Marchand watched her walk away. Upon her face, there was a smug smile Gerard couldn’t see. Run, Marchand instructed his placid body. Run! But he continued to stand in place as Gerard approached. Though the sleek vampire’s expression was remote and calm, Marchand could sense the violence simmering through him. And when he paused and gradually lifted his pale gaze to fix his own trancelike stare, the century-deep blue of his eyes was ablaze with white-hot sparks.
“So, what shall I do with you, young friend?” came the soft, accented drawl.
Then a tremendous roar tore up through the silvery-eyed Florentine. The back of his hand flew upward, striking a blow that sent Marchand airborne down the thirty-foot length of the hall. He went tumbling in through the doorway of the parlor and Gerard came after him.

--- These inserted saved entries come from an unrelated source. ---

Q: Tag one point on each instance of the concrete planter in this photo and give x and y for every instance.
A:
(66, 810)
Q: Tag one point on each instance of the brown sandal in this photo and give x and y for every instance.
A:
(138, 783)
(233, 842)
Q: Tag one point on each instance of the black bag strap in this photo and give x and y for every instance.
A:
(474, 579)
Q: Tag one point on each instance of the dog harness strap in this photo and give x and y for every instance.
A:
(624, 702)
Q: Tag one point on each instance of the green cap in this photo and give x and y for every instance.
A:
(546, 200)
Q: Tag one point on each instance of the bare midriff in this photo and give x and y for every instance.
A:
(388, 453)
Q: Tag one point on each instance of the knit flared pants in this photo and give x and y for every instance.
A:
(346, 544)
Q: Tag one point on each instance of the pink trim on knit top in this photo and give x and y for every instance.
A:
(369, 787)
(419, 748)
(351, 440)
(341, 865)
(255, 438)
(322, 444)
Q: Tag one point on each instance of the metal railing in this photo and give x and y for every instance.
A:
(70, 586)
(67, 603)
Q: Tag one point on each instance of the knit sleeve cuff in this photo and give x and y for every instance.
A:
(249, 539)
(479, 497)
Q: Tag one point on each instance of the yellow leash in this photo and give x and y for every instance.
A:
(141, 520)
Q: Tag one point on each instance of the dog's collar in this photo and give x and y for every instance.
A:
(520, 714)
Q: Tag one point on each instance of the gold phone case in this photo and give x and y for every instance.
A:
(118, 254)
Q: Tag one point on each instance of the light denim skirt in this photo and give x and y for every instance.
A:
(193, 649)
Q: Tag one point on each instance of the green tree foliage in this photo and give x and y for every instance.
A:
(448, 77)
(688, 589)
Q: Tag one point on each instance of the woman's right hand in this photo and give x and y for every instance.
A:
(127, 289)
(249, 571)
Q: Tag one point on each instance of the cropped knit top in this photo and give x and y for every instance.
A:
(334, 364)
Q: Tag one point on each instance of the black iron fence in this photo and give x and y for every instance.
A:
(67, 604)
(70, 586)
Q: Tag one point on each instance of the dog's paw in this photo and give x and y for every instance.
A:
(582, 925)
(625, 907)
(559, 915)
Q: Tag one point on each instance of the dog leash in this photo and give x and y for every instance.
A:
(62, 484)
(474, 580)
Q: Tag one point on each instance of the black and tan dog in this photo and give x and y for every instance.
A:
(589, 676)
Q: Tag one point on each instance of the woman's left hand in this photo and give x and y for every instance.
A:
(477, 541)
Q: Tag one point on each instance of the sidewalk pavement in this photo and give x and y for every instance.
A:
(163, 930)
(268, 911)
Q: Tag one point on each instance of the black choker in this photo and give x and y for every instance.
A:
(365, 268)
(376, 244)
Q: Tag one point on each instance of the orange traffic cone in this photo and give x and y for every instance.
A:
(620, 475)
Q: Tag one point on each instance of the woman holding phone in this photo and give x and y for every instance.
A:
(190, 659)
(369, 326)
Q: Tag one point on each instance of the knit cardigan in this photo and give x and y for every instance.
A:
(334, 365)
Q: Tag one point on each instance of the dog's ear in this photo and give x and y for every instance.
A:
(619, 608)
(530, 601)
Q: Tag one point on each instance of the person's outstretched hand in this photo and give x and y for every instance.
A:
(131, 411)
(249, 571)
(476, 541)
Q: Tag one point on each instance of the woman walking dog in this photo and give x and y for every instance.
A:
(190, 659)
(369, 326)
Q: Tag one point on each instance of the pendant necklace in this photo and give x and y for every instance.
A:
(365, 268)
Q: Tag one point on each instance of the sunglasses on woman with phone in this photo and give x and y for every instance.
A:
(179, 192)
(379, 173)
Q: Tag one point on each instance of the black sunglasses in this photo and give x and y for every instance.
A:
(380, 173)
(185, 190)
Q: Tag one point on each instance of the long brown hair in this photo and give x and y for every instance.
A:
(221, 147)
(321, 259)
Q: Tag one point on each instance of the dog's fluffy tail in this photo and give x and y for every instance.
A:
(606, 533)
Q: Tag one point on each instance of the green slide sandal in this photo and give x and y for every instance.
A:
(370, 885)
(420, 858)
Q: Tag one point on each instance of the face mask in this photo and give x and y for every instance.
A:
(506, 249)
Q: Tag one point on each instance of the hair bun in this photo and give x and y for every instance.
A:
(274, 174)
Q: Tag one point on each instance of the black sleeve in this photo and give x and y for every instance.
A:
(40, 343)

From where he lay on the marble tiles, Marchand saw Gerard streak past like the blur of a tornado. Howling like that uncontrollable storm, raging with an unnatural fury that sent him rocketing about the walls and ceiling, he destroyed everything in his path. Priceless artifacts, vases, draperies, furniture; shattered, splintered, ripped asunder as he stirred up an incredible tempest of raging pain.
Move, run, defend yourself or he’s going to tear you to pieces! Get up, you fool! He’s going to kill you!
But Marchand could do nothing but lay there, body dormant, while his mind shrieked in angry, useless warning.
At last Gerard slowed into a recognizable form, one that wandered in wobbling aimless circles, wailing like a wounded animal. Then finally he was still, a low, wet sound seething from him. He turned his face toward Marchand, and there was dying horribly etched in every jutting angle and sunken plane.